WORTHINGTON -- The city council awarded a bid for stump grinding during its regular meeting Monday night.

There were multiple bids received, and the bids were opened earlier Monday afternoon.

Prairie Landscaping of Worthington was awarded the bid for $41,034.

"We opened the bids at 1:30 this afternoon," Director of Public Works Jim Eulberg said during a meeting that lasted less than 30 minutes. "We received five bids, the low bid was from Prairie Landscaping, Allen Drost of Worthington. I was a little concerned with the difference in price. I spent some time after the opening to talk with him. He was comfortable with his bid and confident he could be done by the end of September as the specifications state."

The next lowest bid was $70,074 from Gourley Tree and Stump Removal. The highest bid came from Ceres Environmental Services, Inc. -- the company who has handled much of the clean-up for the city -- at $98,269.44.

Council member Scott Nelson asked how many stumps will have to be removed.

"There are 776," Eulberg said, before pausing, "approximately."

"That's a heck of a number, isn't it?" mayor Alan Oberloh asked.

Eulberg explained the work covers more than just removing the stump.

"It's also for topsoil and for them to seed it," he said. "We provide the seed, but they will do the seeding."

Council member Mike Kuhle asked where the money would be coming from.

"Those funds would come from the $200,000 that we have and current reserves the city would have," city administrator Craig Clark said.

Clark explained there is $89,000 that is not eligible from the Federal Emergency Management Agency (FEMA), the total project amount is about $2.1 million.

Kuhle asked if the out-of-pocket costs would be above the $200,000 emergency reserves.

"Depending upon how the state comes in with the unmet need, I hope not," Clark said, pointing to the $250,000 the state legislature passed for unmet need for the five counties. "I'm going to submit replacement trees, as an example, as an unmet need. Will the state put that forward as an eligible expense of the $250,000? We'll have a lot of expenses over that $250,000 they have for five counties eligible for replacement trees.

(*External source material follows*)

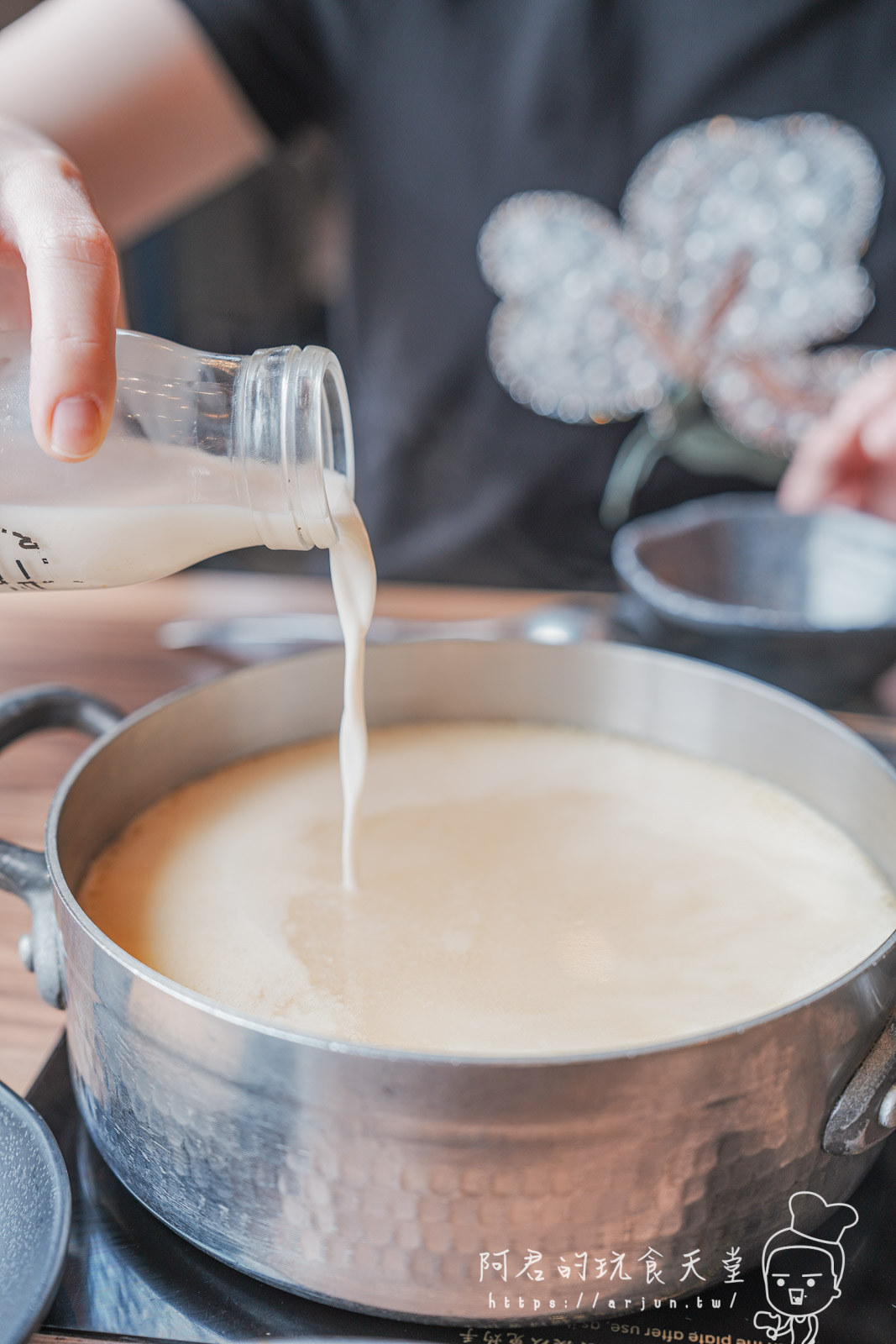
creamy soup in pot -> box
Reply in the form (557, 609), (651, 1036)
(79, 723), (896, 1055)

We've addressed about 25 percent of the trees with the $100,000 we've appropriated to reach the trees that were in the higher traffic areas."

The meeting began with Oberloh welcoming honorary council member Robert Bristow.

The council approved the first reading of a proposed ordinance amending the city code in regard to animals. The proposed ordinance clarified that rabbits are not included in the definition of farm animal.

In the first reading of the same code, the council agreed to require the registration of all operators of farmer's markets, solicitors and any person except from the licensing requirements. It also prohibited the display, sale, trade of giving away of a live animal.

The council awarded the bid for bituminous overlay. The projects consists of verlay of Fox Farm Road from Crailsheim to the west, East 9th Street from 11th Street to Clary Street, 13th Street from East 9th Street to 8th Street and placement of a skim overlay on Summit Avenue near Knollwood Drive.

The bid was awarded to McLaughlin & Schulz, Inc., Marshall, for a total bid of $253,882.75.